Korean Bibimbap | $15 | Earl’s Tin Palace
We were discussing the new addition of bibimbap to the menu. I was explaining the awkwardness of the word, how I can never seem to have it roll of my tongue smoothly, and my genuine unfamiliarity with Korean cuisine.
The earlier menu items of Moroccan inspiration were easy for me to get my taste buds around. The Fattoush salad was aromatic, bright, and fresh, the Moroccan salmon dosed with just the right amount of heat.But the bibimbap? I had no idea what to expect.
Chef Keith Kozlowski, came by the tables and explained the process for making the bibimbap. There were special pots brought in just for the dish. They go right on the fire with some jasmine rice inside. And they sit.
The idea is to get the outside of the rice crispy as it sticks to the side of the iron pot. Once the rice is crispy, a stir fry of vegetables is place on top along with a softly poached egg.
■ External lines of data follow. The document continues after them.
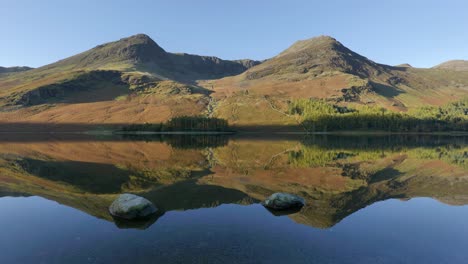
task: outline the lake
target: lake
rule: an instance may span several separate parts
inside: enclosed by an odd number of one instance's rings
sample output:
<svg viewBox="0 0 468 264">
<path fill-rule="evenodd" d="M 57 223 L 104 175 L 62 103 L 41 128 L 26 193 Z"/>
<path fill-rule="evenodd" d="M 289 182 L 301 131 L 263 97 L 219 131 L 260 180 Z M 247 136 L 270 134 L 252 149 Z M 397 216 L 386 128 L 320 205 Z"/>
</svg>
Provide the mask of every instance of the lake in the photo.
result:
<svg viewBox="0 0 468 264">
<path fill-rule="evenodd" d="M 2 134 L 0 263 L 468 263 L 467 143 Z M 122 193 L 163 213 L 114 219 Z"/>
</svg>

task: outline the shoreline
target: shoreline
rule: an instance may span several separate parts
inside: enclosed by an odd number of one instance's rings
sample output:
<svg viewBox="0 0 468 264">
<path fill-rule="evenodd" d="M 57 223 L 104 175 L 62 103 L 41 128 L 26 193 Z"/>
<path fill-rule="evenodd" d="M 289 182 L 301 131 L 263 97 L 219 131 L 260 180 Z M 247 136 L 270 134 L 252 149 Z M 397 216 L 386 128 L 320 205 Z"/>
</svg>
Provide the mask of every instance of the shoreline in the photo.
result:
<svg viewBox="0 0 468 264">
<path fill-rule="evenodd" d="M 440 135 L 440 136 L 468 136 L 464 131 L 447 132 L 387 132 L 387 131 L 329 131 L 329 132 L 300 132 L 300 131 L 116 131 L 116 130 L 88 130 L 88 131 L 0 131 L 0 135 L 8 134 L 81 134 L 81 135 L 343 135 L 343 136 L 387 136 L 387 135 Z"/>
<path fill-rule="evenodd" d="M 113 135 L 233 135 L 237 133 L 235 131 L 112 131 Z"/>
<path fill-rule="evenodd" d="M 456 135 L 468 136 L 468 132 L 387 132 L 387 131 L 330 131 L 330 132 L 299 132 L 299 131 L 113 131 L 114 135 Z"/>
</svg>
At the table the server pierces the egg, and mixes it all together. The egg emulsifies the dish, the crispy rice bits are scattered and then you get to add your own dose of spicy sauce to kick it up to whichever Sriracha-esque level you prefer.
The dish was served at the end of a hearty meal and I couldn’t finish it all, despite wanting to. And then it hit me. Not only is bibimbap a Korean risotto, it’s also the ultimate hangover breakfast. The creamy egg, the heat, the vegetables. Never mind leftover pizza in the fridge the next morning, reach for the leftover bibimbap and do it up Gangnam Style.
P.S. The new spring menu at Earl’s also features a wicked cocktail called a Paloma. Imagine a grapefruit margarita and you’re part way there. It uses Jarritos, a Mexican grapefruit inspired soda along with silver tequila and while it’s on the ‘spring’ menu, it can’t wait for summer patios.